A academia pede dedicação exclusiva. Se você não é bolsista e bate o ponto, precisa contar com a compreensão do chefe para liberá-lo em dias e horários de aula. O prazer vai se convertendo em um inferno. Porque ou o aluno se dedica a pagar os boletos no fim do mês ou se pauta pela rotina dos cursos de pós, lendo, escrevendo, pesquisando. Uma amiga passou recentemente por enorme constrangimento na banca de qualificação após ouvir que ela era mais jornalista do que pesquisadora. É uma afronta aos que se esforçam e buscam acolhimento e novos caminhos para reexistir no mercado. É um discurso contradizente às narrativas da academia, que vive a publicizar a defesa da democratização do ensino superior. O filho da empregada pode ter diploma de graduação, mas intentar ser mestre e doutor é um pouco demais, não?

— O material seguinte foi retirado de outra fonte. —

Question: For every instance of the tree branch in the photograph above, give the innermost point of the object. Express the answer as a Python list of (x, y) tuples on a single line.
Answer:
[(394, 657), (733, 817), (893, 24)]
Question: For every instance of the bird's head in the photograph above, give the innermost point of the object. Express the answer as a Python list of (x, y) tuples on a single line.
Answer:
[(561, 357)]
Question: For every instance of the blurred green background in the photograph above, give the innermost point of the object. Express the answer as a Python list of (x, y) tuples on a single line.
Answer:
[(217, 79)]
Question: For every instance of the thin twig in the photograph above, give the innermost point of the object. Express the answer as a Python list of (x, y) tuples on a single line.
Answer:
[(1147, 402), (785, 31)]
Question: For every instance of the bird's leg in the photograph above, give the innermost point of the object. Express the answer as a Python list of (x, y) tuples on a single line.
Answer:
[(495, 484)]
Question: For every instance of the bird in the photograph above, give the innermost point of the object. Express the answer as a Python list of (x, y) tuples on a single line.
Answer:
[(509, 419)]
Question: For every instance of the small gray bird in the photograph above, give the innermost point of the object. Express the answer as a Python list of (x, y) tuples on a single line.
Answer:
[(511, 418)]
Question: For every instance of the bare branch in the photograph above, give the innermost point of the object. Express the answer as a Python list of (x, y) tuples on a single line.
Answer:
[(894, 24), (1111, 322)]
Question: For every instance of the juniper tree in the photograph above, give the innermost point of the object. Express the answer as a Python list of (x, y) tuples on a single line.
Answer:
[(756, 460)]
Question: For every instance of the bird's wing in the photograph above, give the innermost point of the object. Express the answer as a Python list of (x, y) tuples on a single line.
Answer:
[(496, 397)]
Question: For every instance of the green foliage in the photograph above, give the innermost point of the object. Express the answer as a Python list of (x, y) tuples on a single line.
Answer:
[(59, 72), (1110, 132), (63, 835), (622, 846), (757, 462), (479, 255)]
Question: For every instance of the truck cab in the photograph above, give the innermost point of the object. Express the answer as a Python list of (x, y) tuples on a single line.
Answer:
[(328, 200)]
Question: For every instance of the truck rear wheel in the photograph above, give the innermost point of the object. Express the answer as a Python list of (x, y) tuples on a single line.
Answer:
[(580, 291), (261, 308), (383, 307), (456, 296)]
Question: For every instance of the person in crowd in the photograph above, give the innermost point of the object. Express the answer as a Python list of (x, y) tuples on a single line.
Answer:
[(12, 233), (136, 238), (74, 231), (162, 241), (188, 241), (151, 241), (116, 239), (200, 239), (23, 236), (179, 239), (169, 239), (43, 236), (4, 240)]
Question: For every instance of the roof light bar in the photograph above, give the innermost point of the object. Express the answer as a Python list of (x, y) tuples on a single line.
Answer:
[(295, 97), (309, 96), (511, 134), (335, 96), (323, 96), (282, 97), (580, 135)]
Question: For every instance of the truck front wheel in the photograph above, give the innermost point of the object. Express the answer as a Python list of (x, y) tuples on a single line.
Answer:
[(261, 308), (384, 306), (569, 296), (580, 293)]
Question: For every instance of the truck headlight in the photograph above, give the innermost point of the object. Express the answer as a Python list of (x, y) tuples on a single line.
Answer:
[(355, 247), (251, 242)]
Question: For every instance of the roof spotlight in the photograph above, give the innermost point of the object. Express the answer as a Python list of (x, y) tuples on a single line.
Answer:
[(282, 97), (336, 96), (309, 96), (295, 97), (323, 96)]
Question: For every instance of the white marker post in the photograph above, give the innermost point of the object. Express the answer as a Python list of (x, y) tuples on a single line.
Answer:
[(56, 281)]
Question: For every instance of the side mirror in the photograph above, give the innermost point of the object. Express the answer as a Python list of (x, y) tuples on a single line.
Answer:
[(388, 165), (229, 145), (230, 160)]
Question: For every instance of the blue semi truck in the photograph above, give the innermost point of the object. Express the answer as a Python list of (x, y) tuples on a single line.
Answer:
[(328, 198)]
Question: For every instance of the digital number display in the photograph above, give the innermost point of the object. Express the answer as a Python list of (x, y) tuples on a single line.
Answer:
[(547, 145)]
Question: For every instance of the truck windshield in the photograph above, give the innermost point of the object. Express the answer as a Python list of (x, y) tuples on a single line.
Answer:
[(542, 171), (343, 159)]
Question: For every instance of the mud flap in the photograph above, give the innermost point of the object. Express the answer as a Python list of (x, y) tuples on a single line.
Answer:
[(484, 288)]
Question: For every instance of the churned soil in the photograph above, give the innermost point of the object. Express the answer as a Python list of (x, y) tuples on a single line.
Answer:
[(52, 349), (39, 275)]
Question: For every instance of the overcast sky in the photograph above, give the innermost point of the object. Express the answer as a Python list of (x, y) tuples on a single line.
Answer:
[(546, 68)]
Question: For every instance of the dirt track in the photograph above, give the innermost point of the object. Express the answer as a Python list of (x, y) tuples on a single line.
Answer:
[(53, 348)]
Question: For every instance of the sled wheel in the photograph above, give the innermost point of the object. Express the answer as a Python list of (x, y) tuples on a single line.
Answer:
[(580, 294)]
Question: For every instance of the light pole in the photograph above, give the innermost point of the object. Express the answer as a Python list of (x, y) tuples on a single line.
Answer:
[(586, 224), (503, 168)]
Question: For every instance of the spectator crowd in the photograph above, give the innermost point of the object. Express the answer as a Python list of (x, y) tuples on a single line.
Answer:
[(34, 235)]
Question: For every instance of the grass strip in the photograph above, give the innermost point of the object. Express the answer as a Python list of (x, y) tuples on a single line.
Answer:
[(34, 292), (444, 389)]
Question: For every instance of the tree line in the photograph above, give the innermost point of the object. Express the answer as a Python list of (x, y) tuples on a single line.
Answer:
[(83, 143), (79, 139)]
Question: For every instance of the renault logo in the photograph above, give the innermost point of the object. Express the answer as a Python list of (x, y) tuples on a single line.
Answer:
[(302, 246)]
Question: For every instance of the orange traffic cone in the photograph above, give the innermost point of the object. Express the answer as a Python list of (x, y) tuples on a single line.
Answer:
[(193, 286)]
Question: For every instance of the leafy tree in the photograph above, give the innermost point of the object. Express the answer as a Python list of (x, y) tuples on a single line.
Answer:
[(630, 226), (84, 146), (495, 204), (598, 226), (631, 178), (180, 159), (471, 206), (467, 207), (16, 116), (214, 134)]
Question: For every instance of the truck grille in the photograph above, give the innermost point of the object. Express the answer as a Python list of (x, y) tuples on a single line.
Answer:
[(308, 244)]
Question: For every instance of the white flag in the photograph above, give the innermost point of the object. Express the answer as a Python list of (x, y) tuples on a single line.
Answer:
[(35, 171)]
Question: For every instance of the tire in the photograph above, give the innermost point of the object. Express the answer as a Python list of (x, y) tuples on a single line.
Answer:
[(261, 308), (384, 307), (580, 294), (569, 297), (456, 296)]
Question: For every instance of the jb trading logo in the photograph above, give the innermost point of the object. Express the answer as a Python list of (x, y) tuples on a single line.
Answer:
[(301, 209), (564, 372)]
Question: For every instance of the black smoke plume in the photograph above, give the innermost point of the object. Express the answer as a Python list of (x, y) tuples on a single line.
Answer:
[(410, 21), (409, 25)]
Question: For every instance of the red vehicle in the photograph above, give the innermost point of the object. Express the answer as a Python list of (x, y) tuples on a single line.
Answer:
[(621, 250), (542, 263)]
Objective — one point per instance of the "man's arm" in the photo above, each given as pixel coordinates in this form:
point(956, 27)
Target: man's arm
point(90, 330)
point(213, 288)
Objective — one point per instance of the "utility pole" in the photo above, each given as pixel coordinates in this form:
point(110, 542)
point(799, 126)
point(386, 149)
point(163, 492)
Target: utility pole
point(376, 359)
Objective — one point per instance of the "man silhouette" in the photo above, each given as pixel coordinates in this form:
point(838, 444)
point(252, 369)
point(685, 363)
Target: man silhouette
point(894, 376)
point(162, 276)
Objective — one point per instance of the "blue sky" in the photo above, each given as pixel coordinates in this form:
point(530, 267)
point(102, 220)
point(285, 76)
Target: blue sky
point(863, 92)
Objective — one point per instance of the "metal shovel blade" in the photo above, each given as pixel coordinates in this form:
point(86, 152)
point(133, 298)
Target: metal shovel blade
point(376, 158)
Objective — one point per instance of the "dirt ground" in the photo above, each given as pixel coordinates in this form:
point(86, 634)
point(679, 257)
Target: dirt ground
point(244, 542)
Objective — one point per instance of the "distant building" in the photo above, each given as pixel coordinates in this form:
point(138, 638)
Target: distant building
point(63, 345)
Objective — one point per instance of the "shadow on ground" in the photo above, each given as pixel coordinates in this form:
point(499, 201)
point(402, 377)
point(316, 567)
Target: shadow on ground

Ele deixa a reserva de mercado e vira concorrente.
O Brasil que regride e encolhe com o governo Bolsonaro roga por uma academia progressista, que se ressignifique deixando para trás modelos anacrônicos preconizados pela maioria das instituições europeias de ensino, com histórico hoje já questionável, de valorização suprema da erudição da palavra. A academia brasileira que celebra e bate no peito ter no país algumas das melhores universidades do mundo é a mesma que cultua e superestima títulos obtidos na Sorbonne, em Harvard e em Oxford, em cujos corredores sempre circularam majoritariamente as elites e a classe clerical de primeira grandeza. Não há como a academia de um país colonizado, forjado na senzala, se alforriar sem deixar de reproduzir a dinâmica das relações de seus malfeitores.
O Brasil precisa de mais Achille Mbembe e menos Foucault; mais Kabengele Munanga e menos Agamben; mais Luís Bernardo Honwana e menos Lyotard. Durante uma aula magna na Uerj, há dois anos, Carlos Moore, escritor, pesquisador e cientista social cubano, um dos mais importantes pensadores contemporâneos da atualidade, foi aplaudido de pé quando destacou a obsessão acadêmica por teóricos europeus. “Tem de ter Foucault. Se não tiver, vocês sabem o que acontece”, disse. Não se trata de profecia, apenas uma constatação de quem corta um dobrado para conquistar espaço em um ambiente marcado pela arrogância dos quem sempre empunham a bandeira do ensino civilizatório. Na sutileza, vão te cancelando até que, exaurido, você se auto-cancele. Não caio nessa arapuca. Cancelei o projeto doutorado 2021, mas retorno em breve com o Pedro Archanjo que habita em mim.